I explained what had been on my mind for a while: Was this place really ready for the kind of change that these kinds of hires was going to represent? I was very specific about the fact that I honestly had no idea what the long-term effects were going to be, but just based on my experience, I know that there was certainly going to be a division based solely on physical things like hours worked, and hours not worked while playing ping-pong.

These simple things, and the drive, intensity and others are going to make it clear to everyone that these new developers are not at all like the others here now. My fear is that the critical developers we have now will see this, sense the winds of change, and decide that this is no longer the place they know and love, and simply leave.

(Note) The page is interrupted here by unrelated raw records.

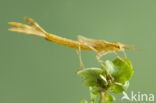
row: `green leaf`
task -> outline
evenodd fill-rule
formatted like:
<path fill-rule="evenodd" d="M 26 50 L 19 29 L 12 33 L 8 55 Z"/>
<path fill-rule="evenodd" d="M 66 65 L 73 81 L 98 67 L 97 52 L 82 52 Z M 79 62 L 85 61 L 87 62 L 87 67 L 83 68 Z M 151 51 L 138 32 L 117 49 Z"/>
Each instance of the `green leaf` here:
<path fill-rule="evenodd" d="M 90 87 L 90 92 L 93 93 L 93 94 L 95 94 L 95 95 L 98 95 L 99 92 L 100 92 L 100 89 L 97 86 Z"/>
<path fill-rule="evenodd" d="M 128 86 L 129 86 L 128 81 L 124 85 L 121 83 L 114 83 L 114 85 L 111 86 L 111 91 L 115 94 L 119 94 L 126 91 Z"/>
<path fill-rule="evenodd" d="M 96 78 L 102 72 L 103 72 L 103 70 L 100 68 L 86 68 L 86 69 L 82 69 L 82 70 L 78 71 L 77 74 L 85 79 L 88 79 L 88 78 L 93 78 L 93 77 Z"/>
<path fill-rule="evenodd" d="M 83 99 L 83 100 L 80 101 L 80 103 L 88 103 L 88 101 Z"/>
<path fill-rule="evenodd" d="M 82 84 L 85 85 L 85 86 L 88 86 L 88 87 L 95 86 L 95 85 L 97 85 L 97 79 L 94 78 L 94 77 L 87 78 L 87 79 L 84 79 L 82 81 Z"/>
<path fill-rule="evenodd" d="M 115 59 L 113 61 L 115 71 L 112 72 L 112 76 L 115 82 L 125 84 L 126 81 L 130 80 L 133 75 L 133 67 L 128 59 Z"/>
<path fill-rule="evenodd" d="M 107 103 L 112 103 L 112 102 L 115 101 L 115 97 L 113 95 L 111 95 L 111 94 L 108 94 L 108 95 L 105 96 L 105 101 Z"/>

It won't have to be all at once, but if the right few leave, then it'll be very hard to continue the development of the existing web apps, and then more significant changes will have to take place.

It could easily turn into an avalanche where a few Type A groups make enough of the old guard uncomfortable, and that forces even more of the new to replace/retool/re-work the old apps, and that makes even more old guard jittery, etc. It can be a nasty feedback cycle that causes a massive change in the landscape in a very short time.

So I was talking with my manager about this, and it quickly got to the point that we needed to talk about what's happening with me and this group.

They love the work I do. He said he's never seen anyone work anything like what I do. But he also sees that the other guys in the group are complaining about the fact that I'm taking ownership of too much - making it hard for them to feel involved in the project. I explained myself, and it's clear that we had the same situation that I've had several times before - I work to the point that others feel threatened, marginalized, and then they resent me even though there's nothing to resent. Not really.

I'm working on the things we, as a group, need to do. I'm doing my best to do this in the same way that I'm seeing them set by example. After all, I'm no great ruby coder - or clojure coder. I'm looking at what they do - how they do it, and following along as best I can.

I just happen to do it about four times their speed.

In the beginning, I was "cute" and interesting. Now that I've gotten up to speed, I'm not so cute, and I'm becoming a real annoyance to them. I get it. I really do. But I'm not doing any of this to be a trouble-maker. I'm doing this because I think this is what I should be doing. This is just how I work.

I'm 51, for Pete's sake! Aren't they the 20-somethings supposed to be showing this "Old Man" how things are done? Why are they crying "Uncle!"?

So I have to now work harder at including them. I do. I don't take things over. I don't change their code without serious reason, and when I do I document the heck out of 'why'. I am trying to fit in, but it's not turning out that way.

My manager is talking about finding something for me to do that's outside this, and building a team around me. But I know the key factor is that what I'm on now is the most important project he's got, and to take me off that is just crazy in management's mind. I'm the one that's making everyone breathe easy on this one. So to take me off now just isn't happening.

But I'm a problem for the guys in the group, it seems.

I wish I knew what to do - other than the obvious. The thing that pops to mind is a simple group chat. Plain, simple, clear the air. I don't expect anyone to change their minds, but it will at least let them know that I mean them no harm, and that it's all up to them. They get to choose how hard to work. They get to choose when to work. They choose.

Not me. Them.

And when they realize that - that it's less about me than them, then maybe - just maybe, they'll start to see that it's not me that's the problem.